紅葉の箱根でハイキングした後、箱根湯本駅から歩いて福住楼へ

2022年11月下旬、秋晴れの土曜日に箱根湯本駅に降り立ち、バス乗り場に向かいました。

箱根の鷹巣山・浅間山を歩いて宮ノ下駅へ

以前から一度泊まってみたいと思っていた福住楼の予約が取れ、チェックイン時間までせっかくなので近くの山でも歩いてこようと考えたのです。

本当は、箱根湯本駅のコインロッカーにノートPCなどを入れてから、身軽にハイキングしようと考えていたのですが、駅のコインロッカーはまったく空いていませんでした。

まあ、今日は気楽に歩ける道だし、多少荷物が重くても大丈夫でしょう。

箱根湯本駅前のバス停から「箱根町港行き」のバスに乗り、23分の乗車の後「湯坂路入口」バス停で下車します。

ちなみにバスはかなり混んでおり、立って乗るのが嫌だった私は1本待ちました。10~20分間隔でバスが出ているので、座るために少し待っても問題ありません。コインロッカーが空いていなかったりバスが混んでいたり、観光地ならではの面倒事もありますけど、交通の便がいいのはいいですね……。

途中「ユネッサン」などがある小涌園などを通過しますが、途中のバス停で下車する人はあまりいませんでした。みんな終点の箱根町港まで行くのでしょうかね。箱根町港は、芦ノ湖の観光船が出る港です。

湯坂路入口で降りたのは私だけでした。バス停から数十メートル戻った場所に登山口があります。

ここから「鷹巣山」「浅間山」の2つのピークを踏んで、箱根登山鉄道の宮ノ下駅の近くに下山します。

登山道もよく整備されているし、紅葉やススキも眺められて、気軽に歩ける楽しい縦走路でした。

宮ノ下駅近くの線路に下山し、宮ノ下駅から箱根登山鉄道に乗って箱根湯本駅に戻ってきました。

箱根湯本駅から函嶺洞門を眺めつつ徒歩15分弱で福住楼に到着

箱根湯本駅から福住楼までは、のんびり歩いて15分弱。

駅前の賑やかな通りを過ぎて早川を渡ると、途端に山の温泉地らしい、緑の多いエリアに入ります。

狙ったわけではなかったのですが、折しも紅葉が盛りにさしかかろうという頃で、色づく木々を眺めながら歩いていきます。
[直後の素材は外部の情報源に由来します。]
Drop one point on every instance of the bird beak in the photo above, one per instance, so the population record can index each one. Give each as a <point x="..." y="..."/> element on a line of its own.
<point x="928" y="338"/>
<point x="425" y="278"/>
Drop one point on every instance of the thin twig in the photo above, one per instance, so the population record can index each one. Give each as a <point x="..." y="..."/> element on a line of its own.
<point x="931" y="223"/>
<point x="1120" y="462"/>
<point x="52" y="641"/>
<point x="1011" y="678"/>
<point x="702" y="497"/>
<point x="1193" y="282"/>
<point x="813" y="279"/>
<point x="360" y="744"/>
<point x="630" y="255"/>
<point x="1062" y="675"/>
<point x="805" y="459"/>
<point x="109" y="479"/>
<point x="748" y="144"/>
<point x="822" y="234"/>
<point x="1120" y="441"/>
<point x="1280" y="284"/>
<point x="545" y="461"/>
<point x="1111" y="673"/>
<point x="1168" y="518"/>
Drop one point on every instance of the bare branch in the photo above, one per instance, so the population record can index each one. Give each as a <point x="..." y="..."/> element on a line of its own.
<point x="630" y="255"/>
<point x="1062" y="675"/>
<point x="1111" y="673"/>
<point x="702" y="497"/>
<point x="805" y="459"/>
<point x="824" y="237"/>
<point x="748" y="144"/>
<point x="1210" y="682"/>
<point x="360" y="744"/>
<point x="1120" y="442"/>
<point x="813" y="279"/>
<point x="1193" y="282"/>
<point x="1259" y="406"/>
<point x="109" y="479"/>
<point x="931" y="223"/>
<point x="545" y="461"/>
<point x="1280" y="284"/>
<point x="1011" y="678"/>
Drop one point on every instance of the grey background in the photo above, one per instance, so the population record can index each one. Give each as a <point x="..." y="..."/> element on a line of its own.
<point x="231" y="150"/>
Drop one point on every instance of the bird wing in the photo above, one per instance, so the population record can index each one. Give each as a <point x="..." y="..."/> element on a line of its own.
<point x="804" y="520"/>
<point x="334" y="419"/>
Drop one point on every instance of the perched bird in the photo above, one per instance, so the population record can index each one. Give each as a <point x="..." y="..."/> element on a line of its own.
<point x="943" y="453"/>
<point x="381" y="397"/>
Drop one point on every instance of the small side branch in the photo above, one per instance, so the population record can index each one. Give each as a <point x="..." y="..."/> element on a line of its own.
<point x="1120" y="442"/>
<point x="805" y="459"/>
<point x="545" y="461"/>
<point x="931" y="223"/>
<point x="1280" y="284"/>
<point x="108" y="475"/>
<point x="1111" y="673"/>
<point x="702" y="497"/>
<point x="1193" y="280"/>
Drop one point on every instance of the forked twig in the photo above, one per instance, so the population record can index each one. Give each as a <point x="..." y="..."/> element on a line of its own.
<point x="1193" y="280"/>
昔からの箱根駅伝好きなら立ち止まらずにいられない「函嶺洞門」も、紅葉に彩られていました。 

函嶺洞門に名残惜しく別れを告げ、もう1度橋を渡ります。

川の周辺の紅葉も、いい色づきですねー。

橋を渡ってすぐのところに福住楼はあります。

後で知ったのですが、川の向こうの紅葉が福住楼の浴室から見えるんですよね。本当に良い時期に来ました。

ちなみに、以前ご紹介した「元湯環翠楼」は、福住楼の数軒先にあります。

環翠楼もすばらしい宿でした。

歴史を感じさせる玄関から中に入り、チェックインします。

【部屋】★★★★★ 川端康成が好んだ「桐三」の部屋に宿泊

今回宿泊したお部屋は「桐三」の部屋です。

川端康成が好んで滞在したという部屋で、ややコンパクトで川に面していないのが特徴だそう。
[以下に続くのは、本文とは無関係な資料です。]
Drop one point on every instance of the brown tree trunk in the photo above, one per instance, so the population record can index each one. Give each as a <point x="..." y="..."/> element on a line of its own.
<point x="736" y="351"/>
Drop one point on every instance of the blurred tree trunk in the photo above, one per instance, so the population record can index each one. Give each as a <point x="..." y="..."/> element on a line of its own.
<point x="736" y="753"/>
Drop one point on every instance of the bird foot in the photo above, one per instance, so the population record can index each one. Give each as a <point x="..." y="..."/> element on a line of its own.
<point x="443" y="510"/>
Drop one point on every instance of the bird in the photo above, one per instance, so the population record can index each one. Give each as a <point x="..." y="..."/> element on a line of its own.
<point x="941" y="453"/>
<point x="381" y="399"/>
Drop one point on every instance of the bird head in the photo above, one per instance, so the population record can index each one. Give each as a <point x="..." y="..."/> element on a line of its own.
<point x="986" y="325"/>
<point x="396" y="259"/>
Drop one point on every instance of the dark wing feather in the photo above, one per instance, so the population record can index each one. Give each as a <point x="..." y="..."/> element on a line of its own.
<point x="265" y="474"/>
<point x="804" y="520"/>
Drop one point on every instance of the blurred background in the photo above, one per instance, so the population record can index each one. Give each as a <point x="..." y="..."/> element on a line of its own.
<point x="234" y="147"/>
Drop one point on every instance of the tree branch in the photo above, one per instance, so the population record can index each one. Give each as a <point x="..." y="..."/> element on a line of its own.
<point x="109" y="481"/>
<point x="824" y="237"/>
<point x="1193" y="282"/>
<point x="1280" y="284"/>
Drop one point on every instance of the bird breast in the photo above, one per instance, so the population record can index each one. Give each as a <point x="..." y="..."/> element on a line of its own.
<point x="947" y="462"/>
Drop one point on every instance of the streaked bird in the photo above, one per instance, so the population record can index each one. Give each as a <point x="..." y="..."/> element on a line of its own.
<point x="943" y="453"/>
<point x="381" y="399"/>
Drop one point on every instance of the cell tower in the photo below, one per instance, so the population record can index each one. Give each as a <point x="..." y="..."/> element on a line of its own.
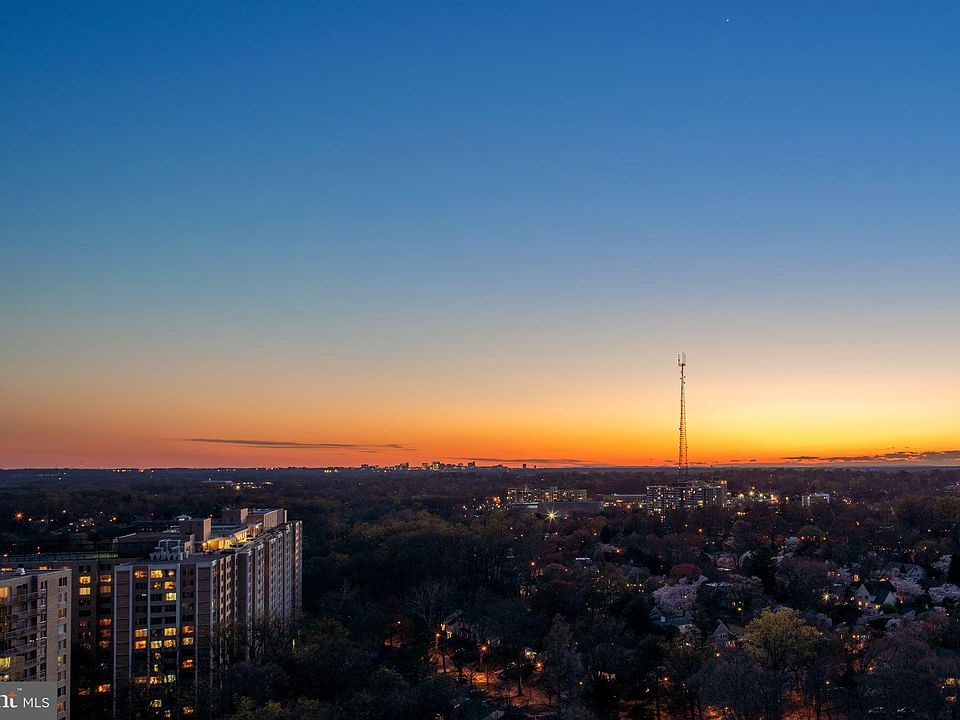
<point x="682" y="462"/>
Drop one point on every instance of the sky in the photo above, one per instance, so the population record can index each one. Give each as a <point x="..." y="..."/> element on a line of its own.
<point x="310" y="234"/>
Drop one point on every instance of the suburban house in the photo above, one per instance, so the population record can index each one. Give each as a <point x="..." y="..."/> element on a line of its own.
<point x="727" y="636"/>
<point x="874" y="598"/>
<point x="905" y="570"/>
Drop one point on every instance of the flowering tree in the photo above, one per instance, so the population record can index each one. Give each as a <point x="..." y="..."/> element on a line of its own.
<point x="678" y="599"/>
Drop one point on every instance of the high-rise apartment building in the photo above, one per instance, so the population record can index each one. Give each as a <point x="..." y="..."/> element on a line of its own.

ちなみに、公式サイトには全17室のお部屋が紹介されていますが、じゃらんや楽天などでは大人数で泊まれる「桐六」や「竹五」などの予約プランはないようです。公式サイトからなら「竹五」は予約できるけど「桐六」のプランはない……ので、今は稼働していない部屋もあるのかもしれないですね。
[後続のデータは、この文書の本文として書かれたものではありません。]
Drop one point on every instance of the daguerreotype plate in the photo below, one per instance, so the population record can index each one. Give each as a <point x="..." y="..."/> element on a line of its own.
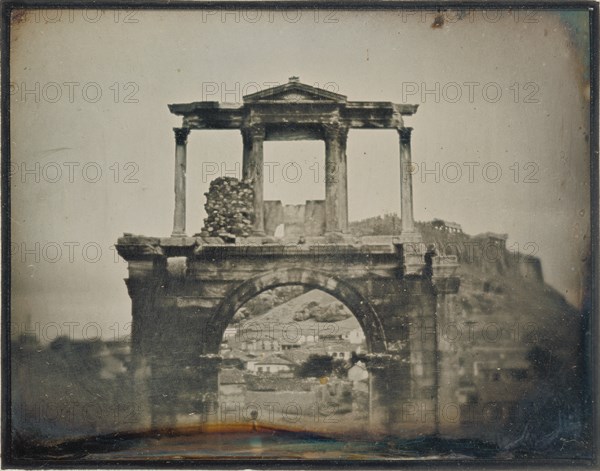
<point x="283" y="234"/>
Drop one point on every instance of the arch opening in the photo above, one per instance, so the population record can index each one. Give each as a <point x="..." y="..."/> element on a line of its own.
<point x="293" y="356"/>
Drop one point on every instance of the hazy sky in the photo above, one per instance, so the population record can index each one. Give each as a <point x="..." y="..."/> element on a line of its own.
<point x="90" y="123"/>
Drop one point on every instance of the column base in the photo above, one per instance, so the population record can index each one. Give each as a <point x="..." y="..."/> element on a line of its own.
<point x="410" y="237"/>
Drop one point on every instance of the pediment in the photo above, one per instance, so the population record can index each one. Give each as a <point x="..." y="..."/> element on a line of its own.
<point x="294" y="92"/>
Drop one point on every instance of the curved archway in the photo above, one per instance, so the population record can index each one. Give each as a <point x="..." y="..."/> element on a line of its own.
<point x="344" y="292"/>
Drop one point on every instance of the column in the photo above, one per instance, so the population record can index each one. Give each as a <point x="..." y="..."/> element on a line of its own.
<point x="336" y="185"/>
<point x="252" y="169"/>
<point x="181" y="135"/>
<point x="408" y="224"/>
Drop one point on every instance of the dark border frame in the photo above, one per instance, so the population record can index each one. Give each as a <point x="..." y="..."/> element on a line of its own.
<point x="590" y="334"/>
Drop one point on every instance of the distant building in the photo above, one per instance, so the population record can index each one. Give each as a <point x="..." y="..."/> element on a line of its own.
<point x="447" y="226"/>
<point x="230" y="332"/>
<point x="355" y="336"/>
<point x="357" y="373"/>
<point x="494" y="238"/>
<point x="272" y="364"/>
<point x="232" y="385"/>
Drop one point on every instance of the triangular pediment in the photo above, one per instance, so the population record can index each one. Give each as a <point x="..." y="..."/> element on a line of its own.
<point x="294" y="91"/>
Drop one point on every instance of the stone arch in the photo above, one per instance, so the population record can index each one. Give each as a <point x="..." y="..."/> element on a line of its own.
<point x="362" y="310"/>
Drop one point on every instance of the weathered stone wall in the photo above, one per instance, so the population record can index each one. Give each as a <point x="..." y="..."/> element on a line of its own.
<point x="180" y="314"/>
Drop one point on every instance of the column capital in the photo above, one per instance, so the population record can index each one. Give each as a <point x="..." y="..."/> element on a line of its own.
<point x="181" y="135"/>
<point x="405" y="134"/>
<point x="254" y="131"/>
<point x="335" y="131"/>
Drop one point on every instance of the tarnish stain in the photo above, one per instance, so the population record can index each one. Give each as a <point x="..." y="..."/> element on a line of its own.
<point x="438" y="21"/>
<point x="18" y="17"/>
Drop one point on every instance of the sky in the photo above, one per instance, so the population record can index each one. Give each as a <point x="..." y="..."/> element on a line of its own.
<point x="500" y="140"/>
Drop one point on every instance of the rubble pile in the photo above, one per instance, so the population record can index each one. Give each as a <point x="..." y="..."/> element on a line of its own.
<point x="229" y="207"/>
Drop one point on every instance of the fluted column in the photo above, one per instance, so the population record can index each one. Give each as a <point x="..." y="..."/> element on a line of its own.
<point x="406" y="204"/>
<point x="252" y="169"/>
<point x="181" y="135"/>
<point x="336" y="184"/>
客室のマップは公式サイトに掲載されていますし、じゃらんや楽天トラベルからでも泊まりたい部屋を指名して泊まることができるので親切だなと思います。

やや急な階段を上った2階に「桐三」の部屋はあります。

階段周辺の手すりや壁の飾り窓も、凝ったデザインでおもしろいですね。

階段の踊り場みたいな不思議な場所に「桐三」の部屋の扉があります。ちなみに客室内には踏込がないので「スリッパは扉の外で脱いでください」とのこと。

戸を開けると広縁という、ちょっと不思議な作りです。

桐三の間の窓はこの広縁の窓のみなのですが、川に面していないのでとても静か。

以前、在華坊さんが宿泊されていた川沿いの部屋に比べると眺望は圧倒的に良くないですが……川端康成は川に面しておらず静かなことでこの部屋を気に入っていたんだとか。私も川の音は夜になると気になってしまうタイプなので、川端の気持ちもわからなくはない……。

窓の外はルーフバルコニーのようになっていて、苔むした石が置いてありなんだか不思議な雰囲気です。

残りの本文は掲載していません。